Maybe Gary really does need to ditch his list and all his other half-finished
projects. Or maybe not. My divorce was long and drawn out. I decided "I would
like to get divorced" a year before I shared that information with my spouse.
We had a verbal agreement for a year before we filed papers. It was another 10
months before he physically moved out and about 2.5 more years before it was
finalized. During that time, some guy told me 'You aren't really going to get
divorced!' His major malfunction: He appeared to be attracted to me and had
been burned by someone who told him she would leave her live-in boyfriend and
get with him.* She didn't and he was projecting that experience onto me,
apparently missing the critical detail that my statements about my plans never
once included "and get with you" because, unlike this other gal he knew, I
wasn't trying to manipulate him. I was just talking about my life and my life
plans didn't in any way need to fit some schedule of his.

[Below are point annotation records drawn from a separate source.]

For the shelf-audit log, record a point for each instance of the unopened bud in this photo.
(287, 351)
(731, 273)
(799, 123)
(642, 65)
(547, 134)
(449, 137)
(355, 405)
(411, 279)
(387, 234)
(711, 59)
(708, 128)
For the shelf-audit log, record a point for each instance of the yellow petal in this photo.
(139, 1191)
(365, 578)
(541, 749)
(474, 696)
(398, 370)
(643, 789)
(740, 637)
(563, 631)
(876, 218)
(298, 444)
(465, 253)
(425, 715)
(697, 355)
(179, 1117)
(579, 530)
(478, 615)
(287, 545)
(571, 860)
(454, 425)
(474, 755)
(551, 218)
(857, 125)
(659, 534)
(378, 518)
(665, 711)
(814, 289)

I have no idea if Gary is some loser who will never go anywhere or if,
instead, Gary just has a different internal process and time frame than Max
does. But Gary might want to get new friends, ones who respect him and don't
talk trash about him on the world wide web.

* Don't ever believe this kind of statement from anyone. A) Most of the time they will not leave. B) In cases where they do leave, you are probably next. Studies show that people often start an affair as a means to get out of a relationship. The affair is likely to end not long after their primary relationship ends. C) If they will leave another to get with you, they will leave you for someone else. So don't be an idiot. This is almost never the means to the end if you are looking for "happily ever after".